Le implicazioni della consapevolezza:
Etica ed Intelligenza Emotiva
Etica, dal greco ethos, significa “comportamento: in un contesto sempre più fluido come quello che stiamo vivendo, ci dà la possibilità di avere una visione più chiara di ciò che ci circonda. Inoltre, ci permette di assegnare uno status alle nostre azioni, legittimando o meno la condotta umana: anche se non esiste una connotazione oggettiva a causa di numerosi sistemi di riferimento, l’etica contribuisce a fornire indicazioni su ciò che è giusto e su ciò che è sbagliato. Questo aspetto viene sottolineato dalle sue funzioni: l’etica viene considerata come un’istituzione normativa e sociale, ponendosi ad un livello elevato che condiziona l’individuo, il quale interiorizza un insieme di valori socialmente costruiti sotto forma di morale.
Ma qual è il rapporto tra Etica ed Intelligenza Emotiva?
L’etica nasce come un esercizio di determinazioni razionali per poi instaurare, nel tempo, un rapporto reciproco con la dimensione emotiva. Ribaltando completamente l’iniziale paradigma che sosteneva l’emotività come una semplice risposta alla componente razionale, si è arrivati a sostenere l’esatto contrario, stabilendo il ruolo fondamentale delle emozioni nella questione morale. L’alfabetizzazione emotiva, dunque, permette alle persone di essere individui capaci di collocarsi all’interno di un contesto regolato: la responsabilità individuale di farci carico delle nostre emozioni si traduce nella possibilità di creare valore per la collettività.
In tal senso, parlare di etica, significa avere una visione più ampia delle sfide che dobbiamo affrontare: per farlo in relazione alle nostre emozioni, occorre pulire la nostra lente, cioè cercare di non farci condizionare dagli schemi con cui di solito filtriamo la realtà. Farci domande su noi stessi mettendoci costantemente in discussione ci permette di riflettere, fermarci e andare in maggiore profondità. Senza autoconsapevolezza non possiamo approcciare la questione morale: dal modello Six Seconds, la dimensione awareness costituisce un punto cruciale per analizzare al meglio il contesto con occhi imparziali. E anche se non avremo mai la risposta giusta, più acquisiamo informazioni più riusciamo ad arricchire il quadro riducendo il potenziale errore di lettura. Questo ci permette di conoscere e, soprattutto, conoscer-ci.

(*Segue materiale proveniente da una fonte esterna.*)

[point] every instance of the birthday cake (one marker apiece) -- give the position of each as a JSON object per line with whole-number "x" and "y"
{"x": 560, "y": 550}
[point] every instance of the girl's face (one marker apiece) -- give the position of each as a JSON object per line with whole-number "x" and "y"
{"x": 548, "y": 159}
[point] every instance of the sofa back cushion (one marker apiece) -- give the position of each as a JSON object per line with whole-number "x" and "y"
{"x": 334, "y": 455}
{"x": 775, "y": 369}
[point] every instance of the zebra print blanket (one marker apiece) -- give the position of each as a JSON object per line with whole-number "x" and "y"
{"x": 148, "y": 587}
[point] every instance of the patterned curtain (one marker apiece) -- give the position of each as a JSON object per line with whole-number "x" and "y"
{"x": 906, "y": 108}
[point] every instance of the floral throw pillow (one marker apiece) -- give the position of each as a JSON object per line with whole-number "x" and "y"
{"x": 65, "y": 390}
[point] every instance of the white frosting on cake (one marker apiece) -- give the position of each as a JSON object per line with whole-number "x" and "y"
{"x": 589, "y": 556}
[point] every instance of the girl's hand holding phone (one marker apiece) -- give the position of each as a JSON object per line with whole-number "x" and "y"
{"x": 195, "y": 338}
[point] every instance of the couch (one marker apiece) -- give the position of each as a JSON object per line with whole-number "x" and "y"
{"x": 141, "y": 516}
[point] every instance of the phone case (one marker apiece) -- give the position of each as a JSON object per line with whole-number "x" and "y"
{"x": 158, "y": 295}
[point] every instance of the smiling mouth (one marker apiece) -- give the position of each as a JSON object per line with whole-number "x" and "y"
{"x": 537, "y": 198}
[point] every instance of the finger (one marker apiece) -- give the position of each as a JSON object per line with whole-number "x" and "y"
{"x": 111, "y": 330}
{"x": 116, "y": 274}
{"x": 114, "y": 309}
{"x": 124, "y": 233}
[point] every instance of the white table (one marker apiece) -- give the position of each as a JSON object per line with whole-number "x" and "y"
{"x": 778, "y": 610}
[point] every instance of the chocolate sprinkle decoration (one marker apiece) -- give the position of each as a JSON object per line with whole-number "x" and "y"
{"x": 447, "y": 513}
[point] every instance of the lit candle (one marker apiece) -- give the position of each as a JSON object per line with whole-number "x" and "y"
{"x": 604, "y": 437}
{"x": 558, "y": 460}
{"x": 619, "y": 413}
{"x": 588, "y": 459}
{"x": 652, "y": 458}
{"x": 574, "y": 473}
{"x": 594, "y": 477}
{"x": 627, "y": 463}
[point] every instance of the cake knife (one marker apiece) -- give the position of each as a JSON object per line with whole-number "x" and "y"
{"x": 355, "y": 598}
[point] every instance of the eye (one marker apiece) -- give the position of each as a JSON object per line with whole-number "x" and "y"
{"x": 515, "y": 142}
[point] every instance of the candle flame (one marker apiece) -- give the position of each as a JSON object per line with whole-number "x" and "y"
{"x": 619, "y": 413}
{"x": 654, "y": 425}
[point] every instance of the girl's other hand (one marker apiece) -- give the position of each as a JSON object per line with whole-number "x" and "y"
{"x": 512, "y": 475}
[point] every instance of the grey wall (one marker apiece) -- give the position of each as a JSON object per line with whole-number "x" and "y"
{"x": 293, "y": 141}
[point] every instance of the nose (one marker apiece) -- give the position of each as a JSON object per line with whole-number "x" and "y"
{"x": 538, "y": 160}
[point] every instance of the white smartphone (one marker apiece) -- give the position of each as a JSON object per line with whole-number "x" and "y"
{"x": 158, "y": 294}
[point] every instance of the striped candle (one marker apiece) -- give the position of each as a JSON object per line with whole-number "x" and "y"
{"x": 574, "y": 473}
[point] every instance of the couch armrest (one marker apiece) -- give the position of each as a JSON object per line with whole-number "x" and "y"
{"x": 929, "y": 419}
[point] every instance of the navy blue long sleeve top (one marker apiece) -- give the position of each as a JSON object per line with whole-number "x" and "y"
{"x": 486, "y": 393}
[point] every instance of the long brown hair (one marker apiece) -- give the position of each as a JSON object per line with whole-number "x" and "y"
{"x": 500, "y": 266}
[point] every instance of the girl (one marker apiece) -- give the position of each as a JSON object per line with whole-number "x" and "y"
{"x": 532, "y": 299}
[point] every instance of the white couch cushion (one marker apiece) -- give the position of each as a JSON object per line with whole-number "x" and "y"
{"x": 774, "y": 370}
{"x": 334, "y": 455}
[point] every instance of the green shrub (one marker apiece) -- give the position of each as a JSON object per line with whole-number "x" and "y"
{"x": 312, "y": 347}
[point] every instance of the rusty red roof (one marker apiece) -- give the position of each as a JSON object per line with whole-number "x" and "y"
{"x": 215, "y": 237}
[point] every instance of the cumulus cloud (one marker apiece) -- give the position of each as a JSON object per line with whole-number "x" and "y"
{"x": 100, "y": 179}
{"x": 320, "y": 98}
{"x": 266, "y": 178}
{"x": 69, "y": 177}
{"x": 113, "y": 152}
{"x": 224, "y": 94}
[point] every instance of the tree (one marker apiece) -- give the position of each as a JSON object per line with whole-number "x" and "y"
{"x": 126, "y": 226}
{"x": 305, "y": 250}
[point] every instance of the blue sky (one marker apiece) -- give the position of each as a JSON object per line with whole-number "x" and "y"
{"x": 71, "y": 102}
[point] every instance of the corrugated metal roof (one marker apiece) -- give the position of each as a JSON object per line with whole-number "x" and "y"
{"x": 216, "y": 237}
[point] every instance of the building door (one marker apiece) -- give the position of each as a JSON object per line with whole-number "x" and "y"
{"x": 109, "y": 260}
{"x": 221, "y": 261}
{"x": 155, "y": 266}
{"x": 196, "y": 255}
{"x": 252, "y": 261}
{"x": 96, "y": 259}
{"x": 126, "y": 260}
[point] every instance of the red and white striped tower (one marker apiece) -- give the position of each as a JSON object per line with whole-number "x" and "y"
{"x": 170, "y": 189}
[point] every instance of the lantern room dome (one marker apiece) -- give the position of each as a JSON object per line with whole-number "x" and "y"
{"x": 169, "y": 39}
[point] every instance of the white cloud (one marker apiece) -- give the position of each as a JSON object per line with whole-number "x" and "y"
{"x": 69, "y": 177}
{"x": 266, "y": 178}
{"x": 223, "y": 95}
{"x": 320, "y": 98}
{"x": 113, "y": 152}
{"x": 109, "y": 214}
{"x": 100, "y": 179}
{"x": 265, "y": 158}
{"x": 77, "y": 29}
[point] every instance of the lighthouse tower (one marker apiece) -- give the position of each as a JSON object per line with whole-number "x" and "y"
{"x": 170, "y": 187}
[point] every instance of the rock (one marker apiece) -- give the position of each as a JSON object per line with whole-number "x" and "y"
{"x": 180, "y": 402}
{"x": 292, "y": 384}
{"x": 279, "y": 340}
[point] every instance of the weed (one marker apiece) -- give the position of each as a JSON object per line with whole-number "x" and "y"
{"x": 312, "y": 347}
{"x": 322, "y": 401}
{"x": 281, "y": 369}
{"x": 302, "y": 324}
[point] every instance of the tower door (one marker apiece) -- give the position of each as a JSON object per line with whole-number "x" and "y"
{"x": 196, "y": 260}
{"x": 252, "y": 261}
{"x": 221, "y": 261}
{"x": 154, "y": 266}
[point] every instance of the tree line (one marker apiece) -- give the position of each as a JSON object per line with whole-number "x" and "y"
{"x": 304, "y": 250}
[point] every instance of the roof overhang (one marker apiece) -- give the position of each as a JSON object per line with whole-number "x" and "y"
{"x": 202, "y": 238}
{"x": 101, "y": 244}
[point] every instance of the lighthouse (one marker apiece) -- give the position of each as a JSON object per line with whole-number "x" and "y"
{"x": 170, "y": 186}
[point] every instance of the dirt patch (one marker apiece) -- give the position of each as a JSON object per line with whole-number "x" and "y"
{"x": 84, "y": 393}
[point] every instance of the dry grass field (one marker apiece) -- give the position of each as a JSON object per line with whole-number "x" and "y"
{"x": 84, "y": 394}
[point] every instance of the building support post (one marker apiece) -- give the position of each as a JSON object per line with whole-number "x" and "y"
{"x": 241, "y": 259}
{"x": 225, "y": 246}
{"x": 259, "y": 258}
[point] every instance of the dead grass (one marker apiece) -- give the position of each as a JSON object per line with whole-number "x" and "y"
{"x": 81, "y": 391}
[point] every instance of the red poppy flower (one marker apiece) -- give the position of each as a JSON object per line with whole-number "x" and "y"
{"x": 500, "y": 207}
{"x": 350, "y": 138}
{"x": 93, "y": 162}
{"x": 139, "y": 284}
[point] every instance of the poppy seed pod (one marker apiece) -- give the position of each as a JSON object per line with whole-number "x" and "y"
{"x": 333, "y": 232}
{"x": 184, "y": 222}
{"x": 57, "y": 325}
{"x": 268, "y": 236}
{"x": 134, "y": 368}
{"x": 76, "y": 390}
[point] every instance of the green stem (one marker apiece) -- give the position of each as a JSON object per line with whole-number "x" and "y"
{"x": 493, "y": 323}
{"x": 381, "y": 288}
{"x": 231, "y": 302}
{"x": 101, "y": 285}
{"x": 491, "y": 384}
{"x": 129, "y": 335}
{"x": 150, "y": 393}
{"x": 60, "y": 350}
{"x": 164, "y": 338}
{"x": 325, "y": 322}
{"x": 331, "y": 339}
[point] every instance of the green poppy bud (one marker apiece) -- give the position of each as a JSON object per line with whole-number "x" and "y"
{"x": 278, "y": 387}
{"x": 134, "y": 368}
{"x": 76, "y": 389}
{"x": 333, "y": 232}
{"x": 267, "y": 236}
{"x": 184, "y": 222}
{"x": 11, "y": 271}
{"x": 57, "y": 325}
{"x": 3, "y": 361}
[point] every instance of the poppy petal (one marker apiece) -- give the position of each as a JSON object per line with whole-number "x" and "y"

Tutto ciò fa parte dell’approccio dell’Intelligenza Emotiva. Non ci sono né regole né certezze ma solo linee guida attraverso le quali costituire processi di miglioramento, di evoluzione. Questo si crea all’interno di un percorso che tende ad una stella polare, un Noble Goal che dà all’Intelligenza Emotiva una connotazione strategica. Anche in questo caso, il modello Six Seconds, prevede una dimensione chiara come la self direction intesa come una serie di precise linee guida di definizione personale. Il Noble Goal, difatti, si formula a partire dalle riflessioni sui valori individuali che le emozioni ci aiutano a decifrare: partendo dalla nostra parte emozionale siamo in grado di consegnare valore al sistema in cui siamo inseriti.
Ma quindi a cosa servono consapevolezza e direzione?
Se al crescere di queste due componenti rimaniamo quotidianamente gli stessi rischiamo la frustrazione, cioè la frustrazione di sapere tanto ma di non riuscire a tradurre tutto ciò in azioni emotivamente intelligenti. L’obiettivo è quello di mettersi in gioco, andando sempre più a definire le nostre emozioni in un processo di miglioramento costante. Queste sono le implicazioni della consapevolezza: l’Intelligenza Emotiva è azione, nonché la volontà di trasformare la teoria in pratica. Generare tutto ciò in azione collettiva costituisce un processo di trasformazione. Un processo evolutivo dell’esistenza umana.